(CTN News) – According to a recent filing in a copyright infringement lawsuit, Meta Platforms was warned by its lawyers about the legal risks of using pirated books to train its AI models.
However, the company proceeded with this action despite the warning. The filing, which consolidates two lawsuits brought against Meta by notable authors such as Sarah Silverman and Michael Chabon, alleges that utilized their works without permission to train its AI language model, Llama.
The Silverman lawsuit had a portion dismissed by a California judge, who indicated that the authors would be allowed to amend their claims.
Meta has not yet responded to the allegations. The new complaint, filed on Monday, includes chat logs of a Meta-affiliated researcher discussing the acquisition of the dataset in a Discord server.

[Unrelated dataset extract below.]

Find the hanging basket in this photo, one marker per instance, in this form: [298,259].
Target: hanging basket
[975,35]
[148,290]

This evidence suggests that Meta was aware that its use of the books may not be protected by US copyright law.
Researcher Tim Dettmers discusses his correspondence with Meta’s legal department regarding the use of book files as training data.
Dettmers states that using The Pile on Facebook is currently not feasible due to legal constraints. Meta has acknowledged using The Pile to train its initial version of Llama, but Dettmers notes that Meta’s lawyers informed him that the data cannot be used or models cannot be published if trained on that data.
The concerns likely stem from books with active copyrights. Dettmers, when approached by Reuters, was unable to comment on the allegations.
Tech companies this year have faced lawsuits for using copyrighted works without permission to develop generative AI models, which have gained attention and investment.
If successful, these cases could reduce enthusiasm for generative AI by increasing expenses for AI companies, who may have to compensate artists and authors for using their works.
Additionally, new regulations in Europe may require companies to disclose the data they use to train their models, exposing them to legal risks.
Meta released the initial version of its Llama large language model in February, disclosing the datasets used for training. However, they did not disclose the training data for their latest model, Llama 2, which was released this summer.
Llama 2 can be used for free by companies with fewer than 700 million monthly active users, posing a threat to dominant players like OpenAI and Google who charge for model usage.